FDP School Minister Yvonne Gebauer presents new standards for joint learning. At the same time, she wants to strengthen special schools.
This is what inclusive education can look like: bilingual instruction in German and sign language in Erfurt Photo: dpa
March back on inclusion! With the new concept for joint learning in schools, North Rhine-Westphalia’s Education Minister Yvonne Gebauer (FDP) has fulfilled a key election promise of the black-yellow state government. On Friday, Gebauer presented the "key points for the realignment of inclusion in schools" in Dusseldorf.
They include binding quality standards for secondary schools that are to apply as early as the 2019/20 school year. According to this, every school that wants to integrate disabled students into regular classes must have a pedagogical concept for inclusive education, have enough teachers for special needs education, provide further training for the teaching staff, and meet certain spatial requirements.
"We will bundle the offerings at schools of joint learning and introduce clear quality criteria," said Gebauer, summarizing the cabinet decision. In other words, the goal is no longer to achieve the highest possible level of inclusion at all types of schools, as was the case under her Green Party predecessor Sylvia Lohrmann, but to limit inclusion to a few secondary schools. There, the inclusion formula "25 – 3 – 1.5" is to guarantee the agreed standards in the future.
According to this formula, school classes should start with an average of 25 students, three of whom may have special educational needs. For each of these classes, the school receives half an additional position. To this end, the Ministry of Education plans to provide secondary schools with nearly 5,800 additional positions by 2025. In the future, universities in NRW are to offer 250 additional study places for special education to meet the demand.
Not the first U-turn
Another new development is that high schools will in future be allowed to decide for themselves whether or not to offer inclusive classes. Likewise, that new special schools can be founded again. The minimum size of existing schools will be reduced so that special schools can be offered "nationwide" again. This should bring the current inclusion rate of 42 percent down again.

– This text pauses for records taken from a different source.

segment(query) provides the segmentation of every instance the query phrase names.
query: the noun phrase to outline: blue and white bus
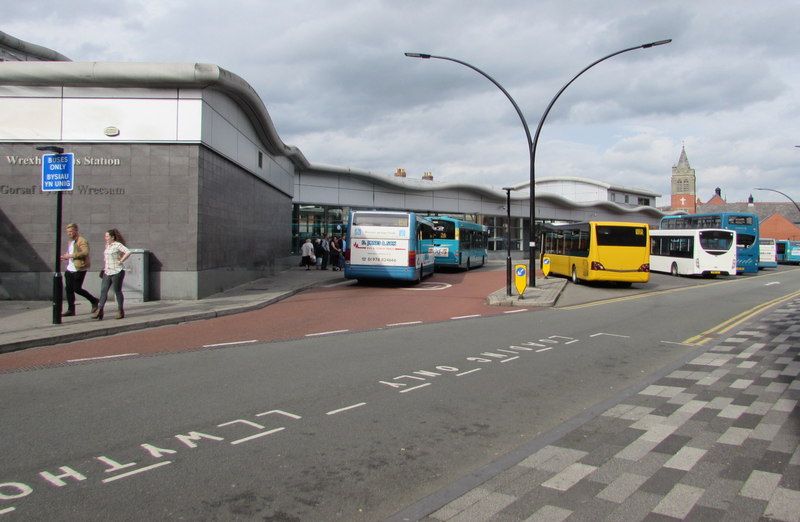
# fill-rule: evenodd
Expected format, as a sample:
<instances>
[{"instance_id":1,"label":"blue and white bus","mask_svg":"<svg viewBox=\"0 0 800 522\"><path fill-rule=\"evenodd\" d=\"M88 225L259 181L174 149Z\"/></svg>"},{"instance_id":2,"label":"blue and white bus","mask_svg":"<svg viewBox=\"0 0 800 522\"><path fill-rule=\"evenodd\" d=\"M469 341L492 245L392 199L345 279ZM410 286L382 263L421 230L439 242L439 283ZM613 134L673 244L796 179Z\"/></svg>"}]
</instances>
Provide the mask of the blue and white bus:
<instances>
[{"instance_id":1,"label":"blue and white bus","mask_svg":"<svg viewBox=\"0 0 800 522\"><path fill-rule=\"evenodd\" d=\"M433 269L433 223L428 219L391 210L350 213L347 279L422 281Z\"/></svg>"},{"instance_id":2,"label":"blue and white bus","mask_svg":"<svg viewBox=\"0 0 800 522\"><path fill-rule=\"evenodd\" d=\"M470 268L486 264L489 230L450 216L430 216L436 267Z\"/></svg>"},{"instance_id":3,"label":"blue and white bus","mask_svg":"<svg viewBox=\"0 0 800 522\"><path fill-rule=\"evenodd\" d=\"M664 216L661 230L724 228L736 232L736 273L758 272L758 216L747 212L717 212Z\"/></svg>"},{"instance_id":4,"label":"blue and white bus","mask_svg":"<svg viewBox=\"0 0 800 522\"><path fill-rule=\"evenodd\" d=\"M800 241L777 240L775 257L782 265L800 265Z\"/></svg>"},{"instance_id":5,"label":"blue and white bus","mask_svg":"<svg viewBox=\"0 0 800 522\"><path fill-rule=\"evenodd\" d=\"M758 269L776 268L778 257L775 251L775 240L771 237L758 239Z\"/></svg>"}]
</instances>

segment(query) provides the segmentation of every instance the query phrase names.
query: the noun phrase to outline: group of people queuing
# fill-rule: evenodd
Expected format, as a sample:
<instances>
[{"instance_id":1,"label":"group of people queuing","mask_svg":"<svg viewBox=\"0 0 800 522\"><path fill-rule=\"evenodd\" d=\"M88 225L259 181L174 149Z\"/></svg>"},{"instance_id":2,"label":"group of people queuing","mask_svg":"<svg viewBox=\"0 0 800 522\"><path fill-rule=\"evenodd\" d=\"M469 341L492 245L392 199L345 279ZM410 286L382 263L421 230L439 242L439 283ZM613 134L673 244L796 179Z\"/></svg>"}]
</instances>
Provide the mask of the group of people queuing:
<instances>
[{"instance_id":1,"label":"group of people queuing","mask_svg":"<svg viewBox=\"0 0 800 522\"><path fill-rule=\"evenodd\" d=\"M327 233L324 233L322 237L314 240L308 238L300 247L301 266L305 266L306 270L311 270L312 266L317 270L327 270L330 265L334 271L344 270L344 251L345 240L343 237L329 237Z\"/></svg>"},{"instance_id":2,"label":"group of people queuing","mask_svg":"<svg viewBox=\"0 0 800 522\"><path fill-rule=\"evenodd\" d=\"M61 260L67 263L64 269L64 286L67 294L67 310L61 314L63 317L75 315L75 295L85 297L92 305L92 317L103 320L103 308L106 305L108 290L113 288L117 299L117 319L125 317L124 296L122 295L122 281L125 279L123 263L130 257L131 252L125 246L125 238L116 228L105 233L106 247L103 251L104 266L100 271L100 298L93 296L83 289L83 280L86 271L92 265L89 251L89 241L80 234L78 225L67 225L69 244L67 251L61 255Z\"/></svg>"}]
</instances>

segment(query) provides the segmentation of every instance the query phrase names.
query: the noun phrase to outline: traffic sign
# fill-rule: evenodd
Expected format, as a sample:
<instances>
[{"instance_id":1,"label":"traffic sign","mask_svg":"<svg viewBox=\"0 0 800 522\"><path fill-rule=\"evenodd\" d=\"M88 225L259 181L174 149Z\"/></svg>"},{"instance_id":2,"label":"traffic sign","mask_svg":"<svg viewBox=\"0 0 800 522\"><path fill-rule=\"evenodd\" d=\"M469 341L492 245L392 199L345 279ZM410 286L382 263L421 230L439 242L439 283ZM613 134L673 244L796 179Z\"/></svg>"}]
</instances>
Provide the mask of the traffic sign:
<instances>
[{"instance_id":1,"label":"traffic sign","mask_svg":"<svg viewBox=\"0 0 800 522\"><path fill-rule=\"evenodd\" d=\"M525 265L514 265L514 286L517 289L517 295L522 297L525 294L525 289L528 288L528 267Z\"/></svg>"},{"instance_id":2,"label":"traffic sign","mask_svg":"<svg viewBox=\"0 0 800 522\"><path fill-rule=\"evenodd\" d=\"M75 154L42 155L42 192L72 190L74 172Z\"/></svg>"},{"instance_id":3,"label":"traffic sign","mask_svg":"<svg viewBox=\"0 0 800 522\"><path fill-rule=\"evenodd\" d=\"M550 258L547 256L542 258L542 273L545 277L550 274Z\"/></svg>"}]
</instances>

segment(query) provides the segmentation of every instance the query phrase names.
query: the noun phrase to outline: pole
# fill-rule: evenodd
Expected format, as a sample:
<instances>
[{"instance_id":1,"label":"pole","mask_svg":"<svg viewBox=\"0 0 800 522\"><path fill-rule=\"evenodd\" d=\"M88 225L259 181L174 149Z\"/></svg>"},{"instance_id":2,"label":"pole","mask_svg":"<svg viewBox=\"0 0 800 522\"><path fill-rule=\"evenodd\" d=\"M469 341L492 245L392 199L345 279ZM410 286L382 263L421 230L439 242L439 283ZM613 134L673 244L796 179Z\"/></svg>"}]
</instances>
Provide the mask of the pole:
<instances>
[{"instance_id":1,"label":"pole","mask_svg":"<svg viewBox=\"0 0 800 522\"><path fill-rule=\"evenodd\" d=\"M450 61L450 62L459 63L459 64L461 64L461 65L463 65L465 67L469 67L473 71L477 72L478 74L480 74L481 76L483 76L484 78L486 78L487 80L492 82L495 85L495 87L500 89L503 92L503 94L506 95L506 98L508 98L508 101L510 101L511 105L514 106L514 110L517 111L517 116L519 116L520 121L522 121L522 127L525 129L525 138L528 141L528 163L530 164L530 175L531 175L531 216L533 216L534 215L534 209L533 209L533 206L534 206L534 201L533 201L533 149L532 149L532 142L531 142L531 131L528 128L528 122L525 121L525 116L523 116L522 111L520 110L519 105L517 105L517 102L514 101L514 98L511 97L511 95L508 93L507 90L505 90L503 88L502 85L497 83L497 80L495 80L494 78L492 78L491 76L489 76L485 72L481 71L480 69L478 69L474 65L468 64L467 62L462 62L461 60L456 60L455 58L448 58L447 56L436 56L436 55L433 55L433 54L425 54L425 53L405 53L405 55L408 56L409 58L422 58L422 59L425 59L425 60L429 60L431 58L436 58L436 59L439 59L439 60L447 60L447 61ZM533 220L532 219L531 219L530 244L533 245ZM531 247L531 252L533 252L533 247ZM534 260L532 258L530 259L530 263L531 263L531 270L529 272L529 274L530 274L530 276L529 276L530 277L530 283L529 284L530 284L530 286L534 286L535 287L536 286L536 271L533 270ZM511 278L511 265L510 264L508 265L507 277L509 279ZM509 283L509 287L508 288L509 288L508 291L511 292L511 283ZM509 295L511 295L511 294L509 294Z\"/></svg>"},{"instance_id":2,"label":"pole","mask_svg":"<svg viewBox=\"0 0 800 522\"><path fill-rule=\"evenodd\" d=\"M506 295L511 296L511 190L506 191Z\"/></svg>"},{"instance_id":3,"label":"pole","mask_svg":"<svg viewBox=\"0 0 800 522\"><path fill-rule=\"evenodd\" d=\"M63 286L61 280L61 190L56 192L56 259L53 264L53 324L61 324Z\"/></svg>"}]
</instances>

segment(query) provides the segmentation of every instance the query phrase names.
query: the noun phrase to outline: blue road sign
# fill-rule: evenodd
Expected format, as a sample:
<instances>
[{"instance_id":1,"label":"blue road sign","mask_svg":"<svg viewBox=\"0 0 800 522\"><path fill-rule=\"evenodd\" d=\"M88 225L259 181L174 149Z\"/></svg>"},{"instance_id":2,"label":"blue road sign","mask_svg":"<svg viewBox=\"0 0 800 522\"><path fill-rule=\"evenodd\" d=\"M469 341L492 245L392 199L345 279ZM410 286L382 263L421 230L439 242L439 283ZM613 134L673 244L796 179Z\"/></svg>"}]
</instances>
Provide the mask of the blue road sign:
<instances>
[{"instance_id":1,"label":"blue road sign","mask_svg":"<svg viewBox=\"0 0 800 522\"><path fill-rule=\"evenodd\" d=\"M75 154L42 156L42 192L72 190L75 181Z\"/></svg>"}]
</instances>

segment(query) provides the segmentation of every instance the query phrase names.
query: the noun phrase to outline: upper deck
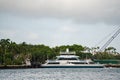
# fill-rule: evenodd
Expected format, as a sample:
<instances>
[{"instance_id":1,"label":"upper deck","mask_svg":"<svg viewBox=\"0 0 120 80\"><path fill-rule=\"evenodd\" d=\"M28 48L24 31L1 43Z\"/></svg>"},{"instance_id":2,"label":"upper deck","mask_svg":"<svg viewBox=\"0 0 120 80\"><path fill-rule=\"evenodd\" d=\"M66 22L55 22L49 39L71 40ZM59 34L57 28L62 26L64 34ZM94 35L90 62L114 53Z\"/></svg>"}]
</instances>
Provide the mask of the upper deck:
<instances>
[{"instance_id":1,"label":"upper deck","mask_svg":"<svg viewBox=\"0 0 120 80\"><path fill-rule=\"evenodd\" d=\"M79 56L75 55L75 51L69 51L67 48L65 52L60 52L60 55L57 56L57 59L78 59Z\"/></svg>"},{"instance_id":2,"label":"upper deck","mask_svg":"<svg viewBox=\"0 0 120 80\"><path fill-rule=\"evenodd\" d=\"M60 52L60 55L75 55L75 51L69 51L69 49L67 48L65 52Z\"/></svg>"}]
</instances>

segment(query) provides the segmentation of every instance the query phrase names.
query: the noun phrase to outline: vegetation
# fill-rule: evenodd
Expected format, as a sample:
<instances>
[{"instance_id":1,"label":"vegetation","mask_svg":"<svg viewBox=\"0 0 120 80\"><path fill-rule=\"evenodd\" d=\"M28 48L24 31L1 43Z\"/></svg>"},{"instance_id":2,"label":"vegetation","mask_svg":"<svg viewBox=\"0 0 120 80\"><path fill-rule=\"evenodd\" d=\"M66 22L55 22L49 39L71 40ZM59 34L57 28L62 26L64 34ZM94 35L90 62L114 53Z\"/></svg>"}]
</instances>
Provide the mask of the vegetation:
<instances>
[{"instance_id":1,"label":"vegetation","mask_svg":"<svg viewBox=\"0 0 120 80\"><path fill-rule=\"evenodd\" d=\"M10 39L1 39L0 40L0 64L1 65L21 65L25 64L26 59L30 59L31 62L40 62L44 63L47 59L54 59L59 55L60 51L65 51L66 48L69 48L70 51L75 51L76 55L80 59L119 59L120 55L110 54L110 52L115 52L115 48L109 47L105 52L97 53L92 55L90 48L83 47L82 45L63 45L50 48L49 46L39 44L32 45L22 42L17 44ZM87 50L87 53L83 51Z\"/></svg>"}]
</instances>

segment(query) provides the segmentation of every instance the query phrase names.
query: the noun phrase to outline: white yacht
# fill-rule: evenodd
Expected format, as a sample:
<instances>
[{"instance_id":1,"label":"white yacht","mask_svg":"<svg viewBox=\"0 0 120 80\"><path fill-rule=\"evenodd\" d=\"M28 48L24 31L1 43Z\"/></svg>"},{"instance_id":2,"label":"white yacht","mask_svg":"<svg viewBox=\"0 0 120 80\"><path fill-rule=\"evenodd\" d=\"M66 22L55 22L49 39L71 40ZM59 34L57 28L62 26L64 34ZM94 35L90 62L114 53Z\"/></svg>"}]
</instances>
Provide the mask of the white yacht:
<instances>
[{"instance_id":1,"label":"white yacht","mask_svg":"<svg viewBox=\"0 0 120 80\"><path fill-rule=\"evenodd\" d=\"M79 56L75 55L75 52L60 52L60 56L57 56L56 60L47 60L45 64L42 64L42 68L103 68L102 64L95 64L92 60L80 60Z\"/></svg>"}]
</instances>

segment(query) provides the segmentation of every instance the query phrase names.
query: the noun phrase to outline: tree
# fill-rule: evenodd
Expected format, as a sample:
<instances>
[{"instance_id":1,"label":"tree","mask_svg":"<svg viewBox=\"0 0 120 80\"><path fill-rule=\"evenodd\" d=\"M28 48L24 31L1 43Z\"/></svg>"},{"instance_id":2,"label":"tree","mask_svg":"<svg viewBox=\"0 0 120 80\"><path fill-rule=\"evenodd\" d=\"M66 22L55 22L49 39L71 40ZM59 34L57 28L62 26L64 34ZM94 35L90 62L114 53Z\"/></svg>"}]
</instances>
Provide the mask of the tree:
<instances>
[{"instance_id":1,"label":"tree","mask_svg":"<svg viewBox=\"0 0 120 80\"><path fill-rule=\"evenodd\" d=\"M118 59L118 60L120 60L120 54L115 55L115 58Z\"/></svg>"},{"instance_id":2,"label":"tree","mask_svg":"<svg viewBox=\"0 0 120 80\"><path fill-rule=\"evenodd\" d=\"M0 40L0 46L1 46L1 57L2 57L2 64L5 64L5 54L8 51L8 48L10 46L10 39L1 39Z\"/></svg>"},{"instance_id":3,"label":"tree","mask_svg":"<svg viewBox=\"0 0 120 80\"><path fill-rule=\"evenodd\" d=\"M114 47L108 47L107 49L105 49L105 51L108 53L116 54L116 48Z\"/></svg>"},{"instance_id":4,"label":"tree","mask_svg":"<svg viewBox=\"0 0 120 80\"><path fill-rule=\"evenodd\" d=\"M45 45L35 45L32 49L32 62L44 63L45 60L52 59L56 56L54 51Z\"/></svg>"},{"instance_id":5,"label":"tree","mask_svg":"<svg viewBox=\"0 0 120 80\"><path fill-rule=\"evenodd\" d=\"M109 54L108 52L101 52L93 55L94 59L115 59L113 54Z\"/></svg>"}]
</instances>

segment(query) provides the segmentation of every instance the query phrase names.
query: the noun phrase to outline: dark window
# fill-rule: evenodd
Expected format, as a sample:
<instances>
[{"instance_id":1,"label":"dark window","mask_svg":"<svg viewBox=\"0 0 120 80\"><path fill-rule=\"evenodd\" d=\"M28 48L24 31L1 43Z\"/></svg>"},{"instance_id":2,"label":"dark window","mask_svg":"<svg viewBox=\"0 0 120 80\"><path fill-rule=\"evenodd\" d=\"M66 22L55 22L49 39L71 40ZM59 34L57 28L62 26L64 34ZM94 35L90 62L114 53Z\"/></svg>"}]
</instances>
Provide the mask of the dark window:
<instances>
[{"instance_id":1,"label":"dark window","mask_svg":"<svg viewBox=\"0 0 120 80\"><path fill-rule=\"evenodd\" d=\"M50 62L48 64L59 64L59 62Z\"/></svg>"},{"instance_id":2,"label":"dark window","mask_svg":"<svg viewBox=\"0 0 120 80\"><path fill-rule=\"evenodd\" d=\"M77 60L77 58L59 58L58 60Z\"/></svg>"},{"instance_id":3,"label":"dark window","mask_svg":"<svg viewBox=\"0 0 120 80\"><path fill-rule=\"evenodd\" d=\"M72 64L88 64L87 62L71 62Z\"/></svg>"}]
</instances>

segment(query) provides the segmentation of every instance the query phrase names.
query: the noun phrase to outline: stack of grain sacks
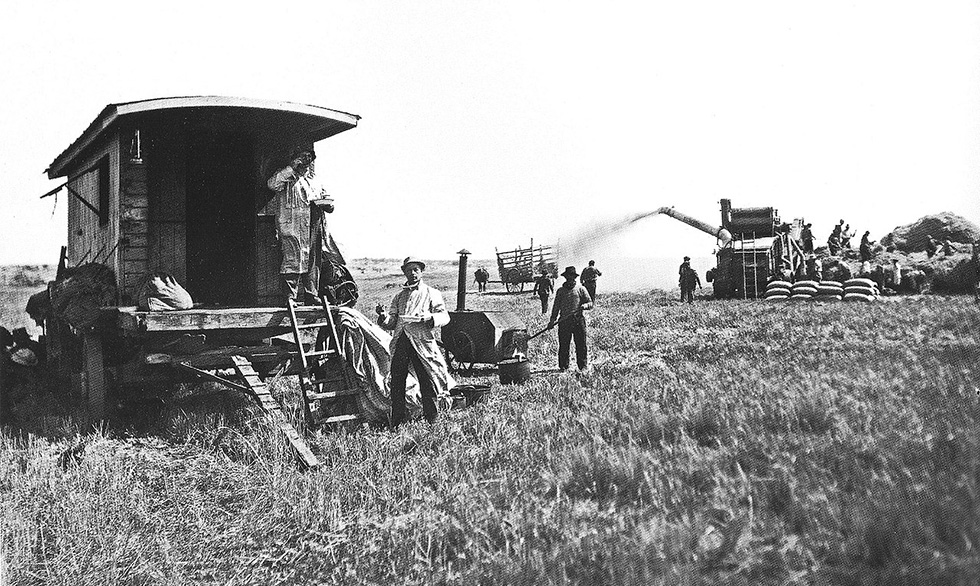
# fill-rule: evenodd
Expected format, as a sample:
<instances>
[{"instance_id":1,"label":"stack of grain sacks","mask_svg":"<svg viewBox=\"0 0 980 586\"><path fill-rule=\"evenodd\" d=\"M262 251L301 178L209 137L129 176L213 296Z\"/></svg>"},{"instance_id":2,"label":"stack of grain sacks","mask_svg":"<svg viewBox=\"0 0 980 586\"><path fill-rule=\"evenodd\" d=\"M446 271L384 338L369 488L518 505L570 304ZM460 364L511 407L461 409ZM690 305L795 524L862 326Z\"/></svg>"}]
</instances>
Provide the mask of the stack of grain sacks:
<instances>
[{"instance_id":1,"label":"stack of grain sacks","mask_svg":"<svg viewBox=\"0 0 980 586\"><path fill-rule=\"evenodd\" d=\"M874 301L881 293L871 279L848 279L844 282L844 301Z\"/></svg>"},{"instance_id":2,"label":"stack of grain sacks","mask_svg":"<svg viewBox=\"0 0 980 586\"><path fill-rule=\"evenodd\" d=\"M844 286L840 281L820 281L817 286L817 301L840 301L844 298Z\"/></svg>"},{"instance_id":3,"label":"stack of grain sacks","mask_svg":"<svg viewBox=\"0 0 980 586\"><path fill-rule=\"evenodd\" d=\"M766 301L786 301L793 294L793 284L789 281L769 281L763 298Z\"/></svg>"},{"instance_id":4,"label":"stack of grain sacks","mask_svg":"<svg viewBox=\"0 0 980 586\"><path fill-rule=\"evenodd\" d=\"M852 279L853 281L854 279ZM866 279L862 279L866 280ZM850 283L851 281L848 281ZM840 301L845 287L839 281L770 281L764 298L767 301Z\"/></svg>"},{"instance_id":5,"label":"stack of grain sacks","mask_svg":"<svg viewBox=\"0 0 980 586\"><path fill-rule=\"evenodd\" d=\"M793 301L809 301L813 299L813 296L817 294L817 286L819 284L816 281L797 281L793 283L793 295L790 299Z\"/></svg>"}]
</instances>

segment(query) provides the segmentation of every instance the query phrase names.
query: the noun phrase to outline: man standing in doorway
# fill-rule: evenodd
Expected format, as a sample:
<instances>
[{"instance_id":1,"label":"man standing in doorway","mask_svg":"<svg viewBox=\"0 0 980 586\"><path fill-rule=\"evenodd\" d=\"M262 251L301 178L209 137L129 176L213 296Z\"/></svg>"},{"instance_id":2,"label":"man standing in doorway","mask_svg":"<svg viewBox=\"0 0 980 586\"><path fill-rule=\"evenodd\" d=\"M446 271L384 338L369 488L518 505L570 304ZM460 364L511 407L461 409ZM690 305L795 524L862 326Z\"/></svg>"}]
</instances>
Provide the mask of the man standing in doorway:
<instances>
[{"instance_id":1,"label":"man standing in doorway","mask_svg":"<svg viewBox=\"0 0 980 586\"><path fill-rule=\"evenodd\" d=\"M455 383L439 346L435 330L449 323L442 294L422 282L425 263L410 256L401 266L405 284L391 300L386 312L375 308L378 325L394 330L391 335L391 426L405 422L405 385L409 369L415 371L422 398L422 414L433 423L439 413L437 401L447 402Z\"/></svg>"},{"instance_id":2,"label":"man standing in doorway","mask_svg":"<svg viewBox=\"0 0 980 586\"><path fill-rule=\"evenodd\" d=\"M595 268L595 261L590 260L589 266L582 269L582 284L585 285L585 290L589 292L592 297L592 301L595 302L595 285L602 273L599 269Z\"/></svg>"},{"instance_id":3,"label":"man standing in doorway","mask_svg":"<svg viewBox=\"0 0 980 586\"><path fill-rule=\"evenodd\" d=\"M585 341L585 316L582 312L592 309L594 305L585 287L575 282L578 276L575 267L566 267L561 276L565 277L565 282L555 293L551 321L548 322L548 329L558 325L558 369L568 370L571 341L575 338L575 362L579 370L585 370L589 365L589 358Z\"/></svg>"},{"instance_id":4,"label":"man standing in doorway","mask_svg":"<svg viewBox=\"0 0 980 586\"><path fill-rule=\"evenodd\" d=\"M315 304L320 265L325 260L341 265L346 262L327 230L326 214L333 213L334 206L316 179L313 147L295 147L287 160L289 163L267 182L269 189L276 192L270 205L275 210L276 236L282 251L282 293L287 300Z\"/></svg>"},{"instance_id":5,"label":"man standing in doorway","mask_svg":"<svg viewBox=\"0 0 980 586\"><path fill-rule=\"evenodd\" d=\"M548 298L555 290L555 284L551 282L551 275L548 269L541 269L541 274L534 279L534 292L541 298L541 313L548 313Z\"/></svg>"}]
</instances>

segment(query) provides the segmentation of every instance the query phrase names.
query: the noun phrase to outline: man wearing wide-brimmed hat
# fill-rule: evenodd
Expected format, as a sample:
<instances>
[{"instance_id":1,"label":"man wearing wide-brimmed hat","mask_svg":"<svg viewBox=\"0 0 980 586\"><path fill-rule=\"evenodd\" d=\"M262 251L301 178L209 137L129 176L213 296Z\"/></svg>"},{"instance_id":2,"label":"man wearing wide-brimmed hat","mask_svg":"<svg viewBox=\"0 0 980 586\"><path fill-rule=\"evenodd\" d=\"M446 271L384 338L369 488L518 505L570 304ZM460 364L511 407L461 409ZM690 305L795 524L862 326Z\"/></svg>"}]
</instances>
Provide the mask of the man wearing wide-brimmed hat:
<instances>
[{"instance_id":1,"label":"man wearing wide-brimmed hat","mask_svg":"<svg viewBox=\"0 0 980 586\"><path fill-rule=\"evenodd\" d=\"M579 370L589 365L588 347L585 335L585 316L582 311L592 309L592 296L585 287L575 282L578 271L575 267L565 267L561 276L565 282L555 293L555 303L551 309L548 328L558 325L558 369L568 370L569 350L572 338L575 339L575 362Z\"/></svg>"},{"instance_id":2,"label":"man wearing wide-brimmed hat","mask_svg":"<svg viewBox=\"0 0 980 586\"><path fill-rule=\"evenodd\" d=\"M449 376L446 359L436 344L435 330L449 323L449 312L438 290L422 282L425 263L410 256L401 266L405 284L385 311L379 303L378 325L391 335L391 425L407 417L405 386L409 371L415 373L422 399L422 414L432 423L439 403L448 404L456 383Z\"/></svg>"},{"instance_id":3,"label":"man wearing wide-brimmed hat","mask_svg":"<svg viewBox=\"0 0 980 586\"><path fill-rule=\"evenodd\" d=\"M313 146L300 144L288 152L289 163L267 182L276 192L270 209L275 212L282 251L279 274L285 297L313 304L317 301L320 265L328 260L346 263L327 229L326 214L333 213L333 200L316 179Z\"/></svg>"}]
</instances>

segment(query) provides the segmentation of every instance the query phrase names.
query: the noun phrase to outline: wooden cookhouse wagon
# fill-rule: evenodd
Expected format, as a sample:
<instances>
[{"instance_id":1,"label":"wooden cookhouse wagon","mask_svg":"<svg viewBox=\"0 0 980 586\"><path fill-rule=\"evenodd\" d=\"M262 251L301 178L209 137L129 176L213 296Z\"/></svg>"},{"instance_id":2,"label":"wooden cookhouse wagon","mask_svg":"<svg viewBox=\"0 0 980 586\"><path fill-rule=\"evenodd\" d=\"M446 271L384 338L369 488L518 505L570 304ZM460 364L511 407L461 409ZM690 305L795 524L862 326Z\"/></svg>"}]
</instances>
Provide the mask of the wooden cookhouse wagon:
<instances>
[{"instance_id":1,"label":"wooden cookhouse wagon","mask_svg":"<svg viewBox=\"0 0 980 586\"><path fill-rule=\"evenodd\" d=\"M319 106L215 96L111 104L55 158L47 174L64 178L68 193L59 271L98 263L111 269L117 287L91 325L65 327L53 316L45 323L49 354L75 371L69 379L92 417L104 417L113 396L211 378L252 393L301 459L315 463L264 379L299 375L310 423L354 419L318 409L353 393L342 363L328 368L342 353L330 306L283 307L266 180L288 162L290 147L358 120ZM183 285L194 309L138 310L137 288L155 271ZM288 333L297 344L272 343Z\"/></svg>"}]
</instances>

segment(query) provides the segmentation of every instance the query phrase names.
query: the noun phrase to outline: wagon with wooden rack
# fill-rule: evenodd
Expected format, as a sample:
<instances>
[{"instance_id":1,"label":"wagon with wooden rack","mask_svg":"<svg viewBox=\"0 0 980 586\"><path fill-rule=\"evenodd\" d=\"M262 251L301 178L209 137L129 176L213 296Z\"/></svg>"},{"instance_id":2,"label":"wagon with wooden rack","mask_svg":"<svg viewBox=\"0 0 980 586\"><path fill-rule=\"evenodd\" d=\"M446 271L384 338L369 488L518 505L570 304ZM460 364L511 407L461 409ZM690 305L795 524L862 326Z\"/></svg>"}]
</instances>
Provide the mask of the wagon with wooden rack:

The school minister justifies the measures with criticism from parents about the implementation of inclusive concepts. In particular, staff shortages and a lack of standards have been an ongoing issue at inclusive schools in NRW. Speaking on Deutschlandfunk radio, Gebauer said, "We have seen that inclusion, as it has been set up in the past, has led to great resentment."
However, Gebauer’s plans also caused displeasure: "These are not key points for promoting inclusion, this is policy to strengthen special schools," said Sigrid Beer, education policy spokeswoman for the Green Party faction in the state parliament. Her SPD colleague Jochen Ott criticized, "The planned special school groups at general education schools do not promote inclusion, but exclusion." Dorothea Schafer, head of the GEW in North Rhine-Westphalia, also called the plans a step backward: "It doesn’t fit the idea of inclusion that high schools are being excluded."
The new inclusion requirements are not the first education policy about-face under Black-Yellow. In November, the government decided to return to G9. And after the summer vacations, the loss of teaching hours is to be recorded for each individual school. That, too, is a promise from the election campaign.